前方には視界を覆い尽くすほどのモンスターが飛びかかる。
「"ブラッド・ヘムンド"! "剣舞"!」
リリィは一段と跳ね上がったスピードの反動を使って、飛びかかるモンスターを確実に仕留める。
「意外と脆いぞ」
フラウにそう報告し、前へ駆け出す。
フラウはその背中を追いかけつつ、背後からしのびよるモンスターをファイアーボールで倒していく。
順調に進むかと思われた討伐クエストだが、二人の頭上で怒号の声が鳴り響いた。
大きな羽を震わせながらひと鳴き。
それは周りのモンスターを萎縮させ、気絶させていく。
「ボスのお出ましだ!」
リリィは大剣を構えてフラウと並ぶ。
フラウは頷き、大鷲の姿をした体長五メートルはあろうかと思われるモンスターを見据えた。

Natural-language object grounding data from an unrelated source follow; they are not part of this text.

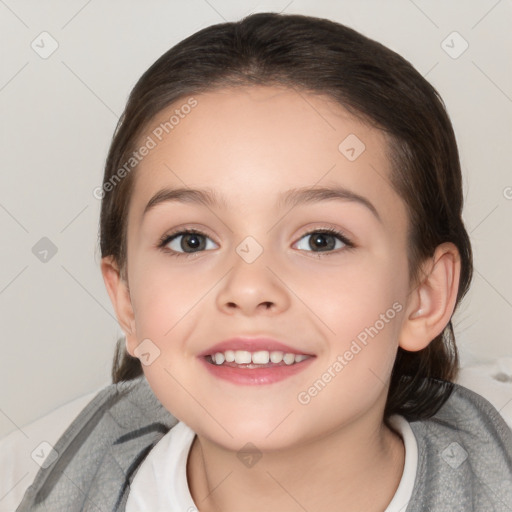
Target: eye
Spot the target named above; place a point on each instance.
(323, 240)
(186, 241)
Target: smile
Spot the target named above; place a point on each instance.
(257, 359)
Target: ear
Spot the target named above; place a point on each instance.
(119, 293)
(431, 303)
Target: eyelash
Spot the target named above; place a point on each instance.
(327, 231)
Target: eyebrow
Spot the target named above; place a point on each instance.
(291, 198)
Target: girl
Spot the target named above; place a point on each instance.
(283, 245)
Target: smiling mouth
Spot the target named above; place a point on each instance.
(257, 359)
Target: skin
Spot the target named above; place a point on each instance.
(250, 145)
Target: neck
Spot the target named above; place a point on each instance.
(356, 468)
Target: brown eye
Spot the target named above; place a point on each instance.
(323, 241)
(188, 242)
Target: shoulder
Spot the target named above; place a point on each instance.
(464, 456)
(99, 453)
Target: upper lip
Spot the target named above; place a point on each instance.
(251, 345)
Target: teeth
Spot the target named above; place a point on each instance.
(261, 357)
(289, 358)
(258, 357)
(242, 357)
(276, 356)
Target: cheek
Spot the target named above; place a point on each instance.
(164, 294)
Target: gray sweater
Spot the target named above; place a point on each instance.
(464, 455)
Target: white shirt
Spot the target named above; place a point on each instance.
(160, 484)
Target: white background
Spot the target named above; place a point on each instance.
(58, 115)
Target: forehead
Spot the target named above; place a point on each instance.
(256, 140)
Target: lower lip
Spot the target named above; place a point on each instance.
(255, 376)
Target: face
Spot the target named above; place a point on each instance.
(322, 275)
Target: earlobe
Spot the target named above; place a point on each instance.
(432, 302)
(119, 294)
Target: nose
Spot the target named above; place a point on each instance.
(252, 288)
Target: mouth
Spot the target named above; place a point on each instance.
(257, 359)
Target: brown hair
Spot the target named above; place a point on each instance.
(374, 83)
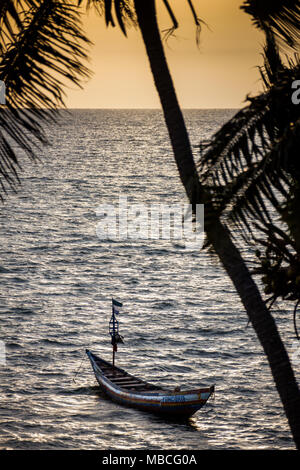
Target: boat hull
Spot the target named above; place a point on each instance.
(153, 399)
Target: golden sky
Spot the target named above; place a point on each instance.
(219, 74)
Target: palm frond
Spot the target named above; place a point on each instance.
(253, 157)
(282, 17)
(123, 10)
(45, 51)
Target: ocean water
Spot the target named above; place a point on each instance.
(183, 323)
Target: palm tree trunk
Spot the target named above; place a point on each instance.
(218, 235)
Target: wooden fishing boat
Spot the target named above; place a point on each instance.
(126, 389)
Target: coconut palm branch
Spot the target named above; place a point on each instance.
(281, 17)
(42, 47)
(253, 157)
(217, 234)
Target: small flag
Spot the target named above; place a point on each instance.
(116, 306)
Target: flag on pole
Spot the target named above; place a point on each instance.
(117, 306)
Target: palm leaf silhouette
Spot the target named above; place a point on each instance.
(42, 47)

この大鷲のモンスターは、レミが言っていたこのジャングルの主だ。
一筋縄では倒せない。
今は血の涙に感染し我を忘れて目を血走らせていた。
「"ファイアーソード"」
リリィが大剣に炎を纏わせる。
そして、リリィは地上に降り立つ大鷲のモンスターに、間髪入れず飛びかかった。
大鷲はそれを避ける素振りを見せない。
不審に思ったリリィだが、大剣を振り下ろす。
すると、鈍い音が響き、リリィはギョッとした。
「こいつの羽……!!」
リリィは一旦退避した。
大鷲の両翼が鋼になっていたのだ。
大鷲は鋭い眼光をリリィに向ける。
金切り声のような叫び声を上げ、大鷲は翼を羽ばたかせた。
飛び出た無数の羽が鋭いナイフとなり、リリィに襲いかかる。
「"ディバインプロテクト"!」
すかさずフラウが二人の間に割って入った。
「ありがとうフラウ!」
「うん! "メテオ・ストーン"!」
フラウの掛け声とともに、空から隕石が無数に降り注ぐ。
その隕石は大鷲の両翼を地面に固定し、動きを制限する。
「今だよ!」
「おう! "リミッター・ロスト"!"天誅"!」
リリィが大鷲に大剣を叩きつける。
大鷲は目を回してぐったりと項垂れる。
「トドメ!」
「待ってリリィ! 十字架を!」
「え?」
「大鷲さんはあれに操られてるんだから、十字架を折れば正気に戻る!」
「えぇ? わかった」
リリィはフラウに言われて十字架に近づく。
すると、十字架は抵抗するようにギョロりとした瞳からレーザーを放った。
「あっぶね!」
「あ、大鷲が……!!」
フラウが指さした方向を見ると、大鷲は苦しそうにのた打ち回り、目を覚ました。
そしてリリィに体をぶつけて遠くへ飛ばす。
「リリィ!!」
フラウの叫び声にリリィは「大丈夫!」と声を張り上げた。
「こうなったら、大鷲はあたしに任せろ!」
「えっ大丈夫!?」
「気にするな! それより、フラウは十字架を!」
「わ、わかった!」
フラウは十字架の前に立ちはだかる。
「"アイスショット"」
フラウが鋭い氷を沢山十字架に放った。
氷は十字架に細かな傷をつけるが、折れるに至らない。
「意外と硬い……っきゃぁ!!」
十字架は再びレーザーを放った。
フラウは慌てて避けたが、人のままではリリィのように身軽にはいかない。
「"ウルフメイク"」
フラウが叫んだと同時にリリィが遠くで慌てる。
「フラウ、それはダメだ!」
リリィの声はフラウには届いたが、その時にはもうフラウは飛び出していた。
そして、着地地点の血溜まりに身を沈めている。
「ヴゥゥ……」
フラウが低く唸る。
「やっぱり……! 嫌な予感は当たるんだよな!」
リリィは体制を立て直す。
リリィの前には大鷲のモンスターと、血の涙に感染したフラウの姿があった。